Part 5 – “The Road to Capas”
The envelope was postmarked and sealed the next morning.
Lena stood at the mailbox, arm resting on the rusted lid, watching her father shuffle back toward the porch with Max following close behind.
She didn’t need to ask if he was ready.
He had already waited too long.
Inside, the morning was quiet. Robert sat near the hearth with the fire low and soft. On the mantel stood a small frame—Miriam’s wedding photo beside a folded flag.
He stared at them both for a while.
Then he spoke, almost in a whisper.
“She always told me grief had no clock.”
Max lay by the fireplace, his breathing slow and even.
Outside, the wind stirred the sycamore leaves.
April 1942 – The Final Miles to Capas
By the time Robert reached Camp O’Donnell, he had stopped counting the dead.
They had passed a field of corpses two days before. Dozens of men—Filipino, American—twisted in the mud, arms reaching for water they never found.
Some had names. Some were just numbers now.
One man, delirious, had tried to sing. A hymn, Robert thought. Then the butt of a rifle ended it.
Robert’s own mouth was cracked and bleeding.
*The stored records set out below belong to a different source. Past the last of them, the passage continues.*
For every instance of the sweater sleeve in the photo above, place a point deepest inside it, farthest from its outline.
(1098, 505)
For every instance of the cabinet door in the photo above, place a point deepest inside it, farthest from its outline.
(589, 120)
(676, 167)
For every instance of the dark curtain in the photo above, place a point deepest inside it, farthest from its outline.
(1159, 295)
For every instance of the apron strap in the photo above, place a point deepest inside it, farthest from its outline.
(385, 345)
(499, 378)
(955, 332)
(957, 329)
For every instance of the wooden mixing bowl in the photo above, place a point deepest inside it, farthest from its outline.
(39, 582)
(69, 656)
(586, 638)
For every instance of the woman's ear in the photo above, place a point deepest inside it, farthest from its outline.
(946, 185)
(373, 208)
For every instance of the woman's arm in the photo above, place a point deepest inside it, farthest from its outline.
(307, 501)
His shoulders bled where the straps of his field pack had rubbed skin raw. His legs moved without permission. He was no longer marching. He was floating—adrift in a nightmare that refused to end.
Silvano’s tags dug into his chest.
He didn’t let go of them.
Not even when he collapsed in the camp’s dirt and woke three days later, wrapped in fever and the moaning of men who would not live to see nightfall.
Back in Missouri, the pain woke him before dawn.
It started low in his spine—deep and tight—and moved like a hand curling along his hip. He sat up with a hiss.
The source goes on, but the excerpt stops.